Although McGill does offer various film classes, those still thirsting for filmic knowledge and experiences should look outside the Roddick gates and toward the multitude of film festivals in Montreal. There are numerous festivals that take place in the city, including the Fantasia Festival, Festival du Nouveau Cinema (FNC), Festival International du Film Ethnographic du Quebec (FIFEQ), World Film Festival (WFF), and many more. Most recently, the 27th edition of Les Rendez-vous du cinéma québécois (RVCQ), took place from February 18 to 28, during which time some 350 films were screened.
Les Rendez-vous du cinéma québécois was created in 1982 with the mandate of promoting Quebec cinema in Canada and abroad. From the RVCQ itself to La Tournée du cinéma québécois, and Les Tête-a-tête du cinéma québécois, opportunities for dialogue between filmmakers, the film industry, and the public are provided.
The 350 films shown at the RVCQ were varied in genre and type: box office hits, feature fictions, documentaries, student films, and animation, to name a few. At the RVCQ, the audience had the opportunity to see a vast array of films not otherwise easily accessible on the big screen and on DVD. There were many premiers during the festival, including Cadavres by Erik Canuel, the director of La loi du cochon (2001) and Bon Cop, Bad Cop (2006).
But RVCQ goes beyond simply screening films. This year there were a multitude of art expositions including “Admission-Point de Vue” by Jocelyn Michel, “Les Invincibles: Au Coeur de New Big City” by Jean-Sébastien Duberger, and “Lèche-Vitrine” by Thomas Vamos. These expositions, some still ongoing, demonstrate the artistic interaction between photography, images, and cinema.
The RVCQ also offered professional seminars with “Les Ateliers Cinema et Jeu Video.” In collaboration with UBISOFT, these seminars relate cinema and video games, and the way in which both creations employ similar processes.

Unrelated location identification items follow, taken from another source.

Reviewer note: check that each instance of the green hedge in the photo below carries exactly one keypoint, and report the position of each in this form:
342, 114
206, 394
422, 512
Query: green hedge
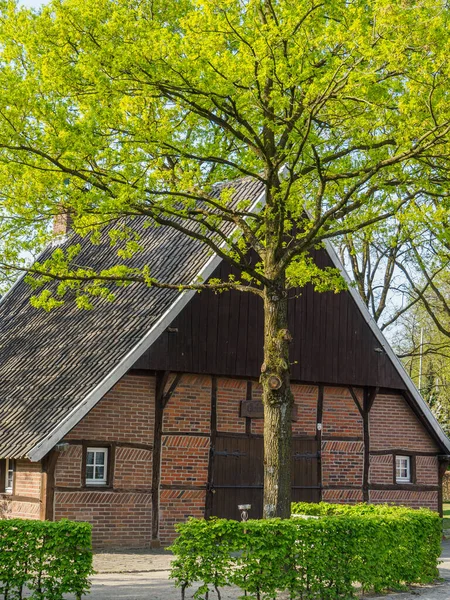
49, 559
377, 547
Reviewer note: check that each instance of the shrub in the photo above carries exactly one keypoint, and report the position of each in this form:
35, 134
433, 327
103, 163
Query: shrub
50, 559
378, 547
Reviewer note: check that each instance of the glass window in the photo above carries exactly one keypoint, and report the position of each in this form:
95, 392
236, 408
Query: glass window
9, 475
96, 466
403, 469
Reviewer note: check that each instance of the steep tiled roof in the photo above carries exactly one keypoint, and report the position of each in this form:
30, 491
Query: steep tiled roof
55, 366
50, 362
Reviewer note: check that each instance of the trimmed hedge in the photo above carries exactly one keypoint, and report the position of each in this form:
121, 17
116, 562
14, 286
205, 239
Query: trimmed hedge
50, 559
377, 547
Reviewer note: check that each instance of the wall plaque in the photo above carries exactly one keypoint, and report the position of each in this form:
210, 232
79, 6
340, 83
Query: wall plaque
255, 410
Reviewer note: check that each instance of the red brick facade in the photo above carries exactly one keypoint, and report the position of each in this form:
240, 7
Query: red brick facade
124, 422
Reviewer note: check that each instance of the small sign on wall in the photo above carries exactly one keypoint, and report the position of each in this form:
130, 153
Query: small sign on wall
255, 409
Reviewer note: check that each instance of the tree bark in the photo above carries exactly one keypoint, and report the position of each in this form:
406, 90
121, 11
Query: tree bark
278, 400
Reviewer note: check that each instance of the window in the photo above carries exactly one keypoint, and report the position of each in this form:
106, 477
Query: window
9, 475
97, 466
403, 469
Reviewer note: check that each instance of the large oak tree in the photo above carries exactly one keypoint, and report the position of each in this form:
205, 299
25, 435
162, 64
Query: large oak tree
113, 108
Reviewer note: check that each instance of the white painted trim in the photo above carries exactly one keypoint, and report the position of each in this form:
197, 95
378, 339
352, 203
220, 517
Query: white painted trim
422, 405
76, 414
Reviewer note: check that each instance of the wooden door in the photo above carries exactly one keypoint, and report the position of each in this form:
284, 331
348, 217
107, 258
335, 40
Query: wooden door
237, 474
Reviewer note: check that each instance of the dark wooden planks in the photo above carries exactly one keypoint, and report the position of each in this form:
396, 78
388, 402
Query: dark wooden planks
223, 334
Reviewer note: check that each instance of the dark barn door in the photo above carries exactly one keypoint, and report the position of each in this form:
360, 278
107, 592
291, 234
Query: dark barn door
237, 475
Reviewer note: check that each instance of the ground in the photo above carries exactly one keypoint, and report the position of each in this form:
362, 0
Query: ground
145, 575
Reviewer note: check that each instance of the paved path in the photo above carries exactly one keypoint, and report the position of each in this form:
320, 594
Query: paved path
145, 576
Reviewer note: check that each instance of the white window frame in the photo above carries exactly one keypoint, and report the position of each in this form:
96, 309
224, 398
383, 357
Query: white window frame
94, 480
10, 467
402, 478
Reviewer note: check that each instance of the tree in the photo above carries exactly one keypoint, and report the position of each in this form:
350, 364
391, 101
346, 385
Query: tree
114, 108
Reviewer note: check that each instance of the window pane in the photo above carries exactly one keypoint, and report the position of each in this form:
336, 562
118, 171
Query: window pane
402, 468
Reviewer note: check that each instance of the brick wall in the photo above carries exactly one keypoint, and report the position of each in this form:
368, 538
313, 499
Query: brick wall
25, 502
186, 446
393, 425
120, 515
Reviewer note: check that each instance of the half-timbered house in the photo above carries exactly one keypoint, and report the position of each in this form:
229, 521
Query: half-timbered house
142, 412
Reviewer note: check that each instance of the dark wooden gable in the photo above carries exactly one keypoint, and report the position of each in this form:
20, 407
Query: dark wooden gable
223, 335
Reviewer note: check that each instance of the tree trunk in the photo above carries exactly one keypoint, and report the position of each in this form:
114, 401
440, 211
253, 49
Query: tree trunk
278, 400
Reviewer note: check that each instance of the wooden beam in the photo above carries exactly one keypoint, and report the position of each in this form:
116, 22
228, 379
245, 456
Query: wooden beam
366, 435
161, 380
319, 433
168, 395
248, 421
47, 512
356, 400
212, 447
443, 464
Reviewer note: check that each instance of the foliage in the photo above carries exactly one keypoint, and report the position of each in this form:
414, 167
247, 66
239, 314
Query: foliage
337, 113
113, 108
379, 547
51, 559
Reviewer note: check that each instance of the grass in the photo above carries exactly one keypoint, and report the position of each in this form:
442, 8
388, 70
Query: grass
446, 519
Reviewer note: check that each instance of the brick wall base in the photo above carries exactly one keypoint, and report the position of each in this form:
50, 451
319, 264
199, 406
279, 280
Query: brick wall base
124, 419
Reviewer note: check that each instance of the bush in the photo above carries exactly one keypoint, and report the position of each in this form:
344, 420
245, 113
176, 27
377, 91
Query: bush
377, 547
50, 559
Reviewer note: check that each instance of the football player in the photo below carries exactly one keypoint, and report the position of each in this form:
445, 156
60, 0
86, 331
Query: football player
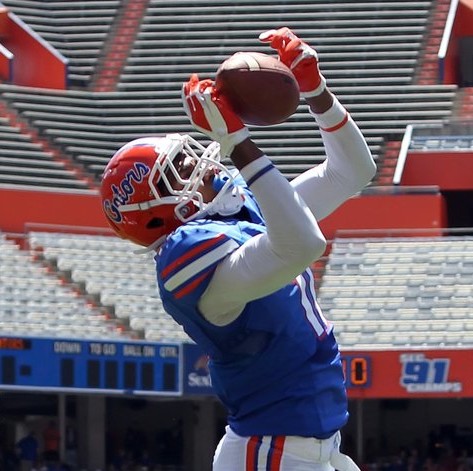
233, 255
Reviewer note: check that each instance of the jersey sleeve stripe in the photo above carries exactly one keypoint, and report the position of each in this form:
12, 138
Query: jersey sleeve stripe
191, 286
194, 252
204, 262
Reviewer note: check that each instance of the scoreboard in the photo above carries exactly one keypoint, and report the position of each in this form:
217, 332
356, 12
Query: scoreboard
96, 366
133, 367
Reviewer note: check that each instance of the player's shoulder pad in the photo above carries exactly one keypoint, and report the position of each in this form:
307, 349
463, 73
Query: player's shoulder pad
190, 255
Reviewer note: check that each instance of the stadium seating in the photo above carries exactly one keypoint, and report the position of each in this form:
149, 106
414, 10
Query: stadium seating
369, 54
109, 269
378, 293
400, 291
34, 302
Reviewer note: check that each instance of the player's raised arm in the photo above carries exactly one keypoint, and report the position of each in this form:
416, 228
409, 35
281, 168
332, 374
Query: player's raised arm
293, 239
349, 165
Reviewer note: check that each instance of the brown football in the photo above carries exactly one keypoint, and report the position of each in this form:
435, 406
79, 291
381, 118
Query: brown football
261, 89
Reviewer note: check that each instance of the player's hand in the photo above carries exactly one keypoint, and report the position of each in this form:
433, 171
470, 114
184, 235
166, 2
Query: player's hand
210, 114
299, 57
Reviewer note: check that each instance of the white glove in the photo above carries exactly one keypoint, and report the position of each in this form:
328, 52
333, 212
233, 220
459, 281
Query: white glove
211, 114
299, 57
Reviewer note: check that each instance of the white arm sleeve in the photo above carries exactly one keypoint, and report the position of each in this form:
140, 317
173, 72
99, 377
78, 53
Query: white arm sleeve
293, 241
348, 167
268, 261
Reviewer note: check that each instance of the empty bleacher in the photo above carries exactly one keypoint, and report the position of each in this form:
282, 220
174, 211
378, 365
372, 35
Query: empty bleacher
33, 301
368, 53
25, 162
400, 291
378, 293
110, 269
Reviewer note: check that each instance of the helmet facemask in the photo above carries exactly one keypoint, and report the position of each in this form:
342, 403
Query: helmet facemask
169, 187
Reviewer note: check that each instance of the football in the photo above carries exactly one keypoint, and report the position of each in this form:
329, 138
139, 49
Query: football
261, 89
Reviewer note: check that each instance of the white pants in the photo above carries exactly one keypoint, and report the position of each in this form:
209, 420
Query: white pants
279, 453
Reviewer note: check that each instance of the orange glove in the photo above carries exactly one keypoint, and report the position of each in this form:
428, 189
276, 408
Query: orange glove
299, 57
212, 115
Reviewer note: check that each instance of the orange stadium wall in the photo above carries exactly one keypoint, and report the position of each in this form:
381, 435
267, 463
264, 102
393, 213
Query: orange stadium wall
462, 27
376, 215
35, 63
447, 170
20, 209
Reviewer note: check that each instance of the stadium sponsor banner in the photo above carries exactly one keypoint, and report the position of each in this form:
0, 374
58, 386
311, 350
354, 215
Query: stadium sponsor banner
414, 374
372, 374
90, 366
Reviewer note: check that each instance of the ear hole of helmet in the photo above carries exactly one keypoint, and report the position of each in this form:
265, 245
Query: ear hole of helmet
155, 223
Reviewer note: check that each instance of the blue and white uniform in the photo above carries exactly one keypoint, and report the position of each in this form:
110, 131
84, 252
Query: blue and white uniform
241, 287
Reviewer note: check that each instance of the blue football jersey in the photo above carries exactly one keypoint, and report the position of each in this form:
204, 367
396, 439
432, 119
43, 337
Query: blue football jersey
277, 367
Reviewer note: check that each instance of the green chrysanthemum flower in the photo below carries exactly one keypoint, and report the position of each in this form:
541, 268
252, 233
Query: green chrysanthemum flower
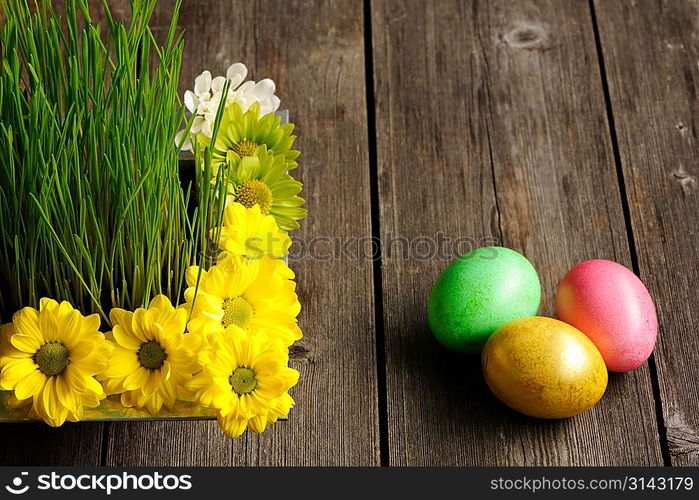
242, 134
261, 179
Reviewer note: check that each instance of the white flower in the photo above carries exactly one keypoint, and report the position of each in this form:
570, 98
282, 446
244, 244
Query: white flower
204, 101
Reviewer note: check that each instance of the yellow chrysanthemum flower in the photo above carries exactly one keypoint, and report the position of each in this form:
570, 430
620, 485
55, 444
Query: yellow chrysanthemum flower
54, 356
245, 376
6, 332
153, 358
247, 232
248, 294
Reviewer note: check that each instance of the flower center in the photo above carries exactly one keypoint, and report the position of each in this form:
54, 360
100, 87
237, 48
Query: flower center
151, 355
52, 358
254, 192
243, 381
245, 148
237, 312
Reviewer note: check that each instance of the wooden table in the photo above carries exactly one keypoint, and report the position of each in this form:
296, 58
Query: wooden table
564, 129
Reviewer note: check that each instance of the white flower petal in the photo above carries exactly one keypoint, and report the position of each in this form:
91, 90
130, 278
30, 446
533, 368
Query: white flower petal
236, 73
246, 87
197, 124
265, 86
269, 105
202, 83
217, 84
191, 101
187, 145
208, 128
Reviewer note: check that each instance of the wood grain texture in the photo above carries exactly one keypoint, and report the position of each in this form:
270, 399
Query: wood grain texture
491, 123
33, 444
651, 53
315, 53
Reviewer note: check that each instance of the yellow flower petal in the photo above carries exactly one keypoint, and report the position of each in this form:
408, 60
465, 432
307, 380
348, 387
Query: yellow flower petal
16, 370
25, 343
30, 385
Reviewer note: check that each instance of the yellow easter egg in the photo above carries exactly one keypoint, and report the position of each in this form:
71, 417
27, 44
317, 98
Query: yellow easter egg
544, 368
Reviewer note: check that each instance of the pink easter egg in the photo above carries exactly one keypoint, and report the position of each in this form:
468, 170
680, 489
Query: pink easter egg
612, 306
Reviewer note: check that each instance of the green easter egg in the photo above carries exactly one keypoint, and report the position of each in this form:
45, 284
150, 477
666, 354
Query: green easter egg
479, 292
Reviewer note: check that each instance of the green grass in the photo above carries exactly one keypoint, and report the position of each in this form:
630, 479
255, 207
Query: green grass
92, 209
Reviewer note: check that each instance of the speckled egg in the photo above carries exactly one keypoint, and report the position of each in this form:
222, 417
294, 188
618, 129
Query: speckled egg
477, 293
612, 306
544, 368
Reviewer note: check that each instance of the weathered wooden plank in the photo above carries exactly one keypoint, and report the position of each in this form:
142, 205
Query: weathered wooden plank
651, 52
491, 123
314, 51
30, 444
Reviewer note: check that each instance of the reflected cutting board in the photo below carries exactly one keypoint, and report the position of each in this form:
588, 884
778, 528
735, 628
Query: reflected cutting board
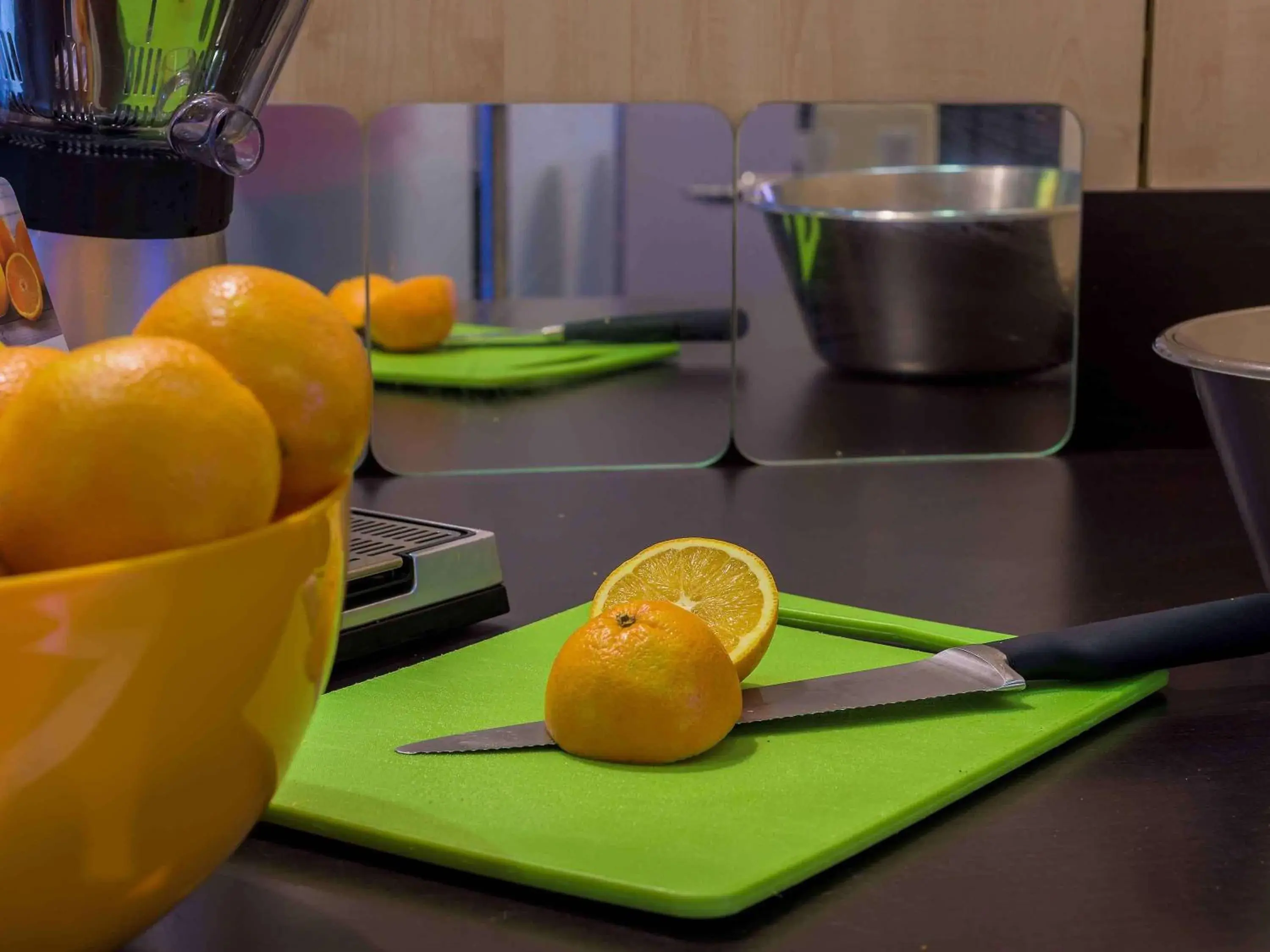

Furthermore, the RVCQ held workshops on music in film with Jean-Michèl Bernard (The Science of Sleep, 2006), screenwriting with Bernard Émond (20 h, rue Darling, 2000 and Ce qu’il faut pour vivre, 2008), and film production with Christine Vachon (Killer Films productions; Haynes’ Velvet Goldmine and Far From Heaven, Altman’s The Company).
RVCQ offers the opportunity for future and present filmmakers, film theorists, film critics, screenwriters, actors, and just plain ol’ film buffs to immerse themselves in all things cinema.